Note how enterprising farmers like Mali seized the opportunities presented to them and also the role of non-profits like SABC.
In light of these examples, what can the government do in agriculture?
I have blogged here pointing to the challenges faced by public policy in agriculture. Agriculture is one of the most challenging sectors for public policy. It engages with people who are generally poor and semi-literate. It is bedevilled with incentive distortions due to subsidies, and market failures arising from the nature of the sector. Finally, it must reconcile the interests of producers (who want high prices for their produce) and consumers (who want affordability).

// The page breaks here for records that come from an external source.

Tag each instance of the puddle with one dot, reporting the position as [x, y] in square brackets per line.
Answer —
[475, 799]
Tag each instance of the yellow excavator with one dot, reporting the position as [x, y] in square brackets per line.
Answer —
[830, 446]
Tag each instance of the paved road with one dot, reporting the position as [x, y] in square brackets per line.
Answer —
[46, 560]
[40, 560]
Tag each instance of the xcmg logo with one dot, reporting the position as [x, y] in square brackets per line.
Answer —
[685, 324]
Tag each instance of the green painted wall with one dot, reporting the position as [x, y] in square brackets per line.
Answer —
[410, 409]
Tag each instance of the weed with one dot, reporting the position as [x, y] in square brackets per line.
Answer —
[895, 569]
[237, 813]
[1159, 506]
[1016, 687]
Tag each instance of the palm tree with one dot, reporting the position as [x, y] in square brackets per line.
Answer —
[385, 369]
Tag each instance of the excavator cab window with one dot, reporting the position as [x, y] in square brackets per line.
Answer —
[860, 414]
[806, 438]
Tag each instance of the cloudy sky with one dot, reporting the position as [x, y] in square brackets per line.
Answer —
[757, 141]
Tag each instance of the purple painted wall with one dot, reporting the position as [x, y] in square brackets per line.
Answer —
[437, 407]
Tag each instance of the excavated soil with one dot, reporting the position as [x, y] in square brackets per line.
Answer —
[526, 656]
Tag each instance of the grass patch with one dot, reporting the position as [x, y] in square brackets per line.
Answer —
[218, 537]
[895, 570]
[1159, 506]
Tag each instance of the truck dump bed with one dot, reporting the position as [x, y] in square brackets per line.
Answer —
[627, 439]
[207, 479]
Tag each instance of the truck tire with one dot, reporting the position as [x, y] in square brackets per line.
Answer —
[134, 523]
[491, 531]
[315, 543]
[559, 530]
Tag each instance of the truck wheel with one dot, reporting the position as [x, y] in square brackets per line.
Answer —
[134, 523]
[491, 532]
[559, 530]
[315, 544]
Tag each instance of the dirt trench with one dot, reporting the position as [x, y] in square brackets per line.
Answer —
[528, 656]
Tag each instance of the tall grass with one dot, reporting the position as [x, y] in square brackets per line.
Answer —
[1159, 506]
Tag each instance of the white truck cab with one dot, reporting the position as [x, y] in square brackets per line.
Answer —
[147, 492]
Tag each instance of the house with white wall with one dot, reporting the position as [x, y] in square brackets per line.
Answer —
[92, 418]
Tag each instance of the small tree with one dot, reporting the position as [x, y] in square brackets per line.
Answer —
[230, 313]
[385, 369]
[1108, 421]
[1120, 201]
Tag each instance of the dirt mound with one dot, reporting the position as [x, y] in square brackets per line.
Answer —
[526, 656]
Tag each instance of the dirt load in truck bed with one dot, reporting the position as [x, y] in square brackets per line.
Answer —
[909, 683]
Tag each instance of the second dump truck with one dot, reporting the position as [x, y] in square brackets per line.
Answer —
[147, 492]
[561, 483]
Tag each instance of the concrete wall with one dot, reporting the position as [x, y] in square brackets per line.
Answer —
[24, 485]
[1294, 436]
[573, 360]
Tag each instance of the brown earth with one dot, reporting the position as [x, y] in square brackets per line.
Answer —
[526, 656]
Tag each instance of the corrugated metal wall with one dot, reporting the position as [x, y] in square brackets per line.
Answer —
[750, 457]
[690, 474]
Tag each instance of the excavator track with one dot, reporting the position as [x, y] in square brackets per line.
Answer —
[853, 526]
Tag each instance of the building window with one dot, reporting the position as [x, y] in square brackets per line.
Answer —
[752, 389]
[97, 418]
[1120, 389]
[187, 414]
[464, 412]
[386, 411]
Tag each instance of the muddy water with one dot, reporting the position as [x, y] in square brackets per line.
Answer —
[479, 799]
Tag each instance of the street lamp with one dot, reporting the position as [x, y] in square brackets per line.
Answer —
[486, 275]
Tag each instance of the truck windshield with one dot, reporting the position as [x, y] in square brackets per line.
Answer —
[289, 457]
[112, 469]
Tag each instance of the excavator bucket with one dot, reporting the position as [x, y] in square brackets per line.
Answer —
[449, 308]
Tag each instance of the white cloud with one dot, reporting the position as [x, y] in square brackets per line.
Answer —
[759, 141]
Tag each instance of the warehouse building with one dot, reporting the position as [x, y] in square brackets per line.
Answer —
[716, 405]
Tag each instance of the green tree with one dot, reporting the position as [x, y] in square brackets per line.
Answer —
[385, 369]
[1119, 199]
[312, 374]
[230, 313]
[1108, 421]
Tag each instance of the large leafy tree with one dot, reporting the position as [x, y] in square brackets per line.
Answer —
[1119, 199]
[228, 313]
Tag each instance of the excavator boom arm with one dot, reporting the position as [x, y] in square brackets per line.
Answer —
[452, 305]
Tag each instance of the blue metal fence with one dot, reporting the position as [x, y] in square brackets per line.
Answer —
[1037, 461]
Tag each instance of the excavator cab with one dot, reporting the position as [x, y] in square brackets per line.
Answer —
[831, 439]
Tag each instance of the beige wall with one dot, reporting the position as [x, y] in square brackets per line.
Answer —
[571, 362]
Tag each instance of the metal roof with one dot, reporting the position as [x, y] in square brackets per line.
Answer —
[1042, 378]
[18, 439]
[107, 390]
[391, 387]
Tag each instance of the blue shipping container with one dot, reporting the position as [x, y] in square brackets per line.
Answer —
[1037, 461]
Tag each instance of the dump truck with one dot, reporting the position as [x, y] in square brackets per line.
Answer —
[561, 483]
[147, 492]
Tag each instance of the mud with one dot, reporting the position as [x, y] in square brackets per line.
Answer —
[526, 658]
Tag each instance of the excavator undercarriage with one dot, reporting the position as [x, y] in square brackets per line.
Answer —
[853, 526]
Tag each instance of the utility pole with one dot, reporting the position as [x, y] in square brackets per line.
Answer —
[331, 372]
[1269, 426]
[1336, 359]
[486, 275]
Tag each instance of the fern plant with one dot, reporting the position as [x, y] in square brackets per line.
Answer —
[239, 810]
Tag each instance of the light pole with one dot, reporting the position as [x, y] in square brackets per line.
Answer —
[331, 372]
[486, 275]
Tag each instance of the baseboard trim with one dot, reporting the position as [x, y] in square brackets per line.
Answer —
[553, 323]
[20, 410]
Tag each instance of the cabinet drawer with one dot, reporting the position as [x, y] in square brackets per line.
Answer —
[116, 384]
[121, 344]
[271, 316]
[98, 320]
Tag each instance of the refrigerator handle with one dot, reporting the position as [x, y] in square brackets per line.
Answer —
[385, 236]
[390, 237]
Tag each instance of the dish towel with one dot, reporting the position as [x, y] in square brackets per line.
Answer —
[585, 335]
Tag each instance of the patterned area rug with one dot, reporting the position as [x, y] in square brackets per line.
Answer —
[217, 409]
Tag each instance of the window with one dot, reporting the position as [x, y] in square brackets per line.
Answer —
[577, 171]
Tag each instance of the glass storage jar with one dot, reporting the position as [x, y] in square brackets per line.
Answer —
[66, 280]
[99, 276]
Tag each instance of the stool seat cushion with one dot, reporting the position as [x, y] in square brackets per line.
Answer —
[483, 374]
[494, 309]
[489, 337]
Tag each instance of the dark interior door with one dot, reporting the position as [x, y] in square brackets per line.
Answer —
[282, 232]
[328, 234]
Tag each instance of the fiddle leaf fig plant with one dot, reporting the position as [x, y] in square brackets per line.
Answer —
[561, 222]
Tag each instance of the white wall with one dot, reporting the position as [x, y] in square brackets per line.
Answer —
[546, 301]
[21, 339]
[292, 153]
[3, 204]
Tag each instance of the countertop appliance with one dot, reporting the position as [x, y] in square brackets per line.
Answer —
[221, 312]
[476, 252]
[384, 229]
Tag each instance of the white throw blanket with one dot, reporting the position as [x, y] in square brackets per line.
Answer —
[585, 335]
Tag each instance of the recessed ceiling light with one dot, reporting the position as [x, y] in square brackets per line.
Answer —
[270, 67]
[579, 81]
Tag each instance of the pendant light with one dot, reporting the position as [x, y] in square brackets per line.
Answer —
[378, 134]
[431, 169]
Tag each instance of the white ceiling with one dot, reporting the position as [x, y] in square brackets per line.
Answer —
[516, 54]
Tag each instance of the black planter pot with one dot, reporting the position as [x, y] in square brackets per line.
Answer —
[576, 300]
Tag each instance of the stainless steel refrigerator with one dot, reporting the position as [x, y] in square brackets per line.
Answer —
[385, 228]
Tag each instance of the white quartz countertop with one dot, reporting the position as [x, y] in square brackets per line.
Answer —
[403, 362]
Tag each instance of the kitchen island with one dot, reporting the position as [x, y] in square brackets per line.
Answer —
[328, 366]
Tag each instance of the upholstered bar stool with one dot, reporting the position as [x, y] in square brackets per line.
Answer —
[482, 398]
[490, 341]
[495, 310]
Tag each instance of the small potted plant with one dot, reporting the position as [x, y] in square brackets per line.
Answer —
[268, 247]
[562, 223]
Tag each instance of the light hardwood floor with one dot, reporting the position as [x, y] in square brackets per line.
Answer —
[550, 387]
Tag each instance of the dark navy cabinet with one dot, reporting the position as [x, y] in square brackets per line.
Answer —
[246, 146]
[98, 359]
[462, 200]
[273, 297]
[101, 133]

Therefore, the government should continue to make investments in irrigation, provision of extension services, enable access to inputs and credit, finance downstream investments like storage, and support market enablers like certification. As all three examples illustrate, access to good quality seeds is a critical contributor to raising farm incomes substantially.
In addition, it would do well to demonstrate the possibilities and opportunities to local farmers in the belief that at least some among them will emerge as pioneers for new crops and practices. For example, there are similar opportunities for other fruits and vegetables like custard apple, guava, dragon fruit, avocado, pear, etc. There’s a need to create numerous clusters of high productivity and high incomes that have the potential for transformational local spillovers.
Once a farmer demonstrates some interest, government extension and other services should be channelled to support these self-selected farmers in pursuing their interests. Specifically, exposure to new opportunities and identification and encouragement of progressive or enterprising farmers should become an explicit priority of agriculture departments.
Public policy can also play a role in addressing coordination failures by connecting such progressive farmers with all the market actors, especially the agriculture sector non-profits and startups, in addition to companies, who are involved in pre- and post-harvest linkage activities. Given the expanding landscape of such non-government actors, governments should enlist them as close partners and even support them financially where possible to increase the effectiveness of their engagement with farmers.
The problem with such policy activities is that they lose their effectiveness when done in a commoditised programmatic manner. Their effectiveness lies in their organic emergence where the value proposition is made evident to all sides involved (instead of the standard approach of creating an IT platform to connect everyone, and leaving it at that).
Supporting enterprising farmers is perhaps the highest value for money investments in agriculture, and the activities of such farmers also have the highest multipliers on the local farmers and farming practices.
Finally, society must start to celebrate enterprising farmers in the same way as startup founders. In fact, unlike many startup founders who merely build companies with ephemeral valuations, enterprising farmers create genuine and lasting value. Their average economic multiplier or marginal value is perhaps higher than those of a tech startup founder, especially in the Indian context. Instead of being stigmatised, dynamic farminc entrepreneurship of the kind discussed here should become a livelihood that people should be encouraged and supported to pursue with interest.